Quando Bolsonaro confirmou que havia se infectado pelo coronavírus, eis o que ele falou:
Do ponto de vista científico, a cura de Bolsonaro não pode ser atribuída à cloroquina: em
parte das pessoas contaminadas pelo coronavírus, o curso normal da covid-19 é a eliminação
do vírus pelo organismo sem a necessidade de internação ou de medicação.
Eu conversei com a médica Karina Calife, professora do Departamento de Saúde Coletiva
da Santa Casa de São Paulo e coautora, na Rede Brasileira de Mulheres Cientistas, de
uma nota técnica sobre a hidroxicloroquina que foi preparada para ser oferecida à CPI
da Covid.
E o que ela me disse é que, no âmbito científico, já não existe mais uma controvérsia em
torno da cloroquina, e já se criou um consenso da ineficácia do medicamento no tratamento
da covid-19.
Para ela, do ponto de vista da ciência, o uso da cloroquina é hoje indefensável por
um profissional de saúde.
A despeito disso, a promoção dos medicamentos evoluiu para a defesa, por parte de Bolsonaro
e do Ministério da Saúde sob Eduardo Pazuello, do que passou a ser chamado "tratamento precoce".
O tratamento precoce o coquetel que inclui a hidroxicloroquina, a azitromicina e a ivermectina,
entre outros remédios e suplementos alimentares.
A promoção dessas drogas ocorreu até mesmo em uma live recente, quando Bolsonaro voltou
a promover o medicamento, sem citar o nome.
Mas a CPI continua sendo um vexame nacional.
Não querem investigar o desvio de recursos, querem falar sobre - não vou falar o nome
para não cair a Live.
Aquele negócio que o pessoal usa pra combater a malária.
E eu usei lá atrás, mais ou menos junho, julho, e no dia seguinte estava bom.
E vou dizer mais: há poucos dias, estava me sentido mal e antes mesmo de procurar médico,
eu tomei aquele remédio, que estava com sintomas.
Tomei, fiz exame, não tava.
Qual o problema?
Eu vou esperar sentir falta de ar para procurar hospital?
Nada disso tem qualquer embasamento científico.
Em março deste ano, um painel de especialistas internacionais da Organização Mundial da
Saúde publicou um estudo dizendo que a hidroxicloroquina não deveria ser usada como preventivo à
covid-19, uma vez que o medicamento "não teve efeito significativo sobre a infecção
por covid-19 e provavelmente aumentava o risco de efeitos adversos".

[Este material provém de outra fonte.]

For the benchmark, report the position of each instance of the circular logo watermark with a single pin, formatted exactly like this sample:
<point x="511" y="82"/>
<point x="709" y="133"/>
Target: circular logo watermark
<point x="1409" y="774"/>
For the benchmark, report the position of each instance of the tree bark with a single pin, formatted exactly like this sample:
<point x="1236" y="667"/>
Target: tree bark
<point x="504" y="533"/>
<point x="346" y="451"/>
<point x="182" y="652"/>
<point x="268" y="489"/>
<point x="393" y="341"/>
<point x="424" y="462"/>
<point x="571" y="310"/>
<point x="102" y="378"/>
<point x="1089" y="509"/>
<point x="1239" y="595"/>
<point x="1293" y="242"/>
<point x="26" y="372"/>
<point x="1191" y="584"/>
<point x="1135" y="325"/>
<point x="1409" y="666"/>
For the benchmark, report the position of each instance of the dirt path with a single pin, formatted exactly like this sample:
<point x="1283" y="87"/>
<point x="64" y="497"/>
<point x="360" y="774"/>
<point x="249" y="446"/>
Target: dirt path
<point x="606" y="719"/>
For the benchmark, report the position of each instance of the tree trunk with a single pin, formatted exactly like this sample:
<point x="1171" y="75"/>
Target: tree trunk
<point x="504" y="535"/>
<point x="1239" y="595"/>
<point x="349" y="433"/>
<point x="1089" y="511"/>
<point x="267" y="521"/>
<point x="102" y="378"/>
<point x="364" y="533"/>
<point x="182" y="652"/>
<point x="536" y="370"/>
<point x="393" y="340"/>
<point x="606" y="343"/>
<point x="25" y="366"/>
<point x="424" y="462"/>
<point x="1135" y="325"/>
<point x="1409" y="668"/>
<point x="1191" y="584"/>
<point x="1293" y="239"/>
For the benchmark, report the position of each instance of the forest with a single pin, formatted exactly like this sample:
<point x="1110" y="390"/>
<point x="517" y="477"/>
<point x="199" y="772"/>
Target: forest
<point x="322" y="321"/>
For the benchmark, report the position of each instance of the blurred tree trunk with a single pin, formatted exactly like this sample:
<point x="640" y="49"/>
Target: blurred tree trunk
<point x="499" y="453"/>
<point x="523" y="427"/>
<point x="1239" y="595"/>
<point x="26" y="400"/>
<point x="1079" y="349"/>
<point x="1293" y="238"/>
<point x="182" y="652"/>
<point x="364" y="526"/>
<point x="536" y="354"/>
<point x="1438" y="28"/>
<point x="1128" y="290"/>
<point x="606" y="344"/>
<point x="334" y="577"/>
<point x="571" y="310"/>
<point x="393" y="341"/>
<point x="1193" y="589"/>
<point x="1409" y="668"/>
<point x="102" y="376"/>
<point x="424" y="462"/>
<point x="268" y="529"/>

Em janeiro deste ano, Pazuello mudou discurso, afirmando que o Ministério da Saúde havia
defendido o "atendimento precoce", e não o "tratamento precoce", algo contradito por
suas declarações prévias e pelas iniciativas do ministério.
O que nos leva à parte final deste vídeo: a CPI da Covid-19, instalada no Senado para
investigar ações e omissões do Poder Executivo na pandemia, que voltou a trazer a hidroxicloroquina
para o centro dos debates.
Secretária, por favor.
Vossa Senhoria mantem a indicação de cloroquina e hidroxicloroquina para tratamento de Covid?
Eu mantenho a indicação, enquanto médica, para usar todos os recursos possíveis para
salvar vidas.
Em um de seus dois depoimentos, Pazuello chegou a dizer que a cloroquina é um anti-viral
e foi corrigido na hora pelo senador Otto Alencar.
Ele também disse que nunca mandou comprar hidroxicloroquina e nunca recomendou o medicamento
- declarações que também não se sustentam.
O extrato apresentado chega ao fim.